I think prednisone should be used first simply because it works so quickly and provides fast pain relief. Then it just depends on how the tapering process goes. The goal should be to taper off prednisone as quickly as possible. I don't think there is any magic tapering strategy that works for everyone. Promoting long term prednisone use waiting for PMR to "burn itself out" isn't wise.

For most autoimmune conditions, prednisone is used as a "bridge" to more effective treatments with fewer side effects than prednisone. As long as the "prednisone bridge" isn't too long and the side effects aren't too bad, then people should probably continue on the bridge until they are off prednisone.

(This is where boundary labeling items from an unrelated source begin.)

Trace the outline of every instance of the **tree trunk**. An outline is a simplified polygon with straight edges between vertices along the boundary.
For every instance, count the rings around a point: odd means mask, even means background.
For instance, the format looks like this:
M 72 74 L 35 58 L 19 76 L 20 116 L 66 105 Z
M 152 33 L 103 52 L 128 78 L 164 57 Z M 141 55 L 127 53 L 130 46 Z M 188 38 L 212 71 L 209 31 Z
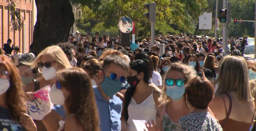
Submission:
M 32 51 L 39 53 L 48 46 L 67 42 L 74 22 L 69 0 L 35 0 L 37 20 Z
M 130 34 L 122 33 L 121 36 L 121 46 L 124 47 L 130 47 Z

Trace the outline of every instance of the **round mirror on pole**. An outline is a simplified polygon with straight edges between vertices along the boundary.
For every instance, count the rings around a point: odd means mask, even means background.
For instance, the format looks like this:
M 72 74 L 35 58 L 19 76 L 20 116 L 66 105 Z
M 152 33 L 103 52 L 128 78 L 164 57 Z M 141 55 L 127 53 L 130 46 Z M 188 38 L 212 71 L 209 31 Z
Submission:
M 130 33 L 133 27 L 133 23 L 131 19 L 126 17 L 123 17 L 119 19 L 118 29 L 121 32 L 127 34 Z

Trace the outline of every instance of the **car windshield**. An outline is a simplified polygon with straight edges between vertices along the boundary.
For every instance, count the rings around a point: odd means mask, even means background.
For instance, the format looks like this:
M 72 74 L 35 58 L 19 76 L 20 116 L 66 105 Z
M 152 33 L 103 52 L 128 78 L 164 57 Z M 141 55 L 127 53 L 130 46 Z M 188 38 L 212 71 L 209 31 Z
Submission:
M 245 54 L 254 54 L 254 46 L 247 47 L 245 50 Z

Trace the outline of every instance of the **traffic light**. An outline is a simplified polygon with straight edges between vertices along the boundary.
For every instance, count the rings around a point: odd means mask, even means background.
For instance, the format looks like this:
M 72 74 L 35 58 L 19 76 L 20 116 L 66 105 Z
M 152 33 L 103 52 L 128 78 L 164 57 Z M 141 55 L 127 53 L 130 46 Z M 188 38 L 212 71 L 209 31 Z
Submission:
M 237 19 L 235 18 L 234 19 L 234 25 L 236 25 L 237 24 Z
M 219 19 L 220 23 L 226 23 L 227 22 L 227 9 L 224 8 L 220 10 L 220 16 Z
M 149 21 L 150 22 L 156 22 L 156 4 L 155 3 L 145 3 L 144 4 L 147 7 L 147 8 L 149 10 L 149 13 L 145 13 L 144 15 L 147 16 L 147 18 L 149 19 Z

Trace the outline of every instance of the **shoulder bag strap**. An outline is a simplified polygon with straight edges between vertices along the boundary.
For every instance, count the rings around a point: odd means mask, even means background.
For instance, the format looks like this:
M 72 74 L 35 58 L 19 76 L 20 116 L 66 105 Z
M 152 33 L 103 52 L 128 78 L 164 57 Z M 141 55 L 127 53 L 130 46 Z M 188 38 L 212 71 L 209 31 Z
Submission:
M 228 118 L 229 118 L 229 116 L 230 115 L 230 113 L 231 113 L 231 110 L 232 109 L 232 99 L 231 99 L 231 97 L 227 93 L 226 93 L 225 94 L 228 96 L 228 97 L 229 99 L 229 108 L 228 109 L 228 114 L 226 116 L 226 118 L 225 118 L 225 119 L 224 119 L 224 120 L 221 124 L 221 127 L 223 127 L 224 126 L 225 124 L 226 124 L 226 123 L 227 123 L 227 121 L 228 120 Z
M 33 81 L 34 83 L 35 83 L 35 90 L 34 90 L 34 91 L 36 91 L 40 89 L 40 84 L 39 83 L 39 81 L 36 79 L 33 79 L 32 81 Z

My 12 year prednisone bridge was entirely too long. A person who took the same bridge before me said it led her to an adrenal crisis. She warned me to turn back before it was too late.

When my cortisol level was found to be low, it explained many of the symptoms I was having. Adrenal insufficiency was not a good place for me. The overwhelming fatigue and inability to taper off prednisone was doing bad things to me.

Actemra allowed me to decrease my prednisone dose to a low enough dose to allow for the adrenal insufficiency to be exposed. After that, an endocrinologist stepped in and provided some insight into ways to get off prednisone. Time and maintaining a low prednisone dose of < 3 mg for more than 6 months was what it took to regain an "adequate"cortisol level. Only when my cortisol level was adequate was I able to discontinue prednisone. Fortunately, I didn't have complete adrenal failure.

Once I was able to get off prednisone, it took even longer for my adrenals to produce enough cortisol to regulate inflammation on a full time basis. This happened while Actemra enabled me to remain off prednisone.

As far as I know, PMR is now in complete remission. I don't think it is waiting to flare up again like it did whenever my prednisone dose got too low. I don't know why my rhematologist is so reluctant to stop Actemra. I haven't got answers to that question other than my rheumatologist doesn't want to rock the boat too much.

Whatever boat I am currently in, it is getting me to where I want to go. Things are going much better going by boat compared with trying to cross that prednisone bridge.

It has been smooth sailing so far on Actemra but I'm still not sure where the journey will end.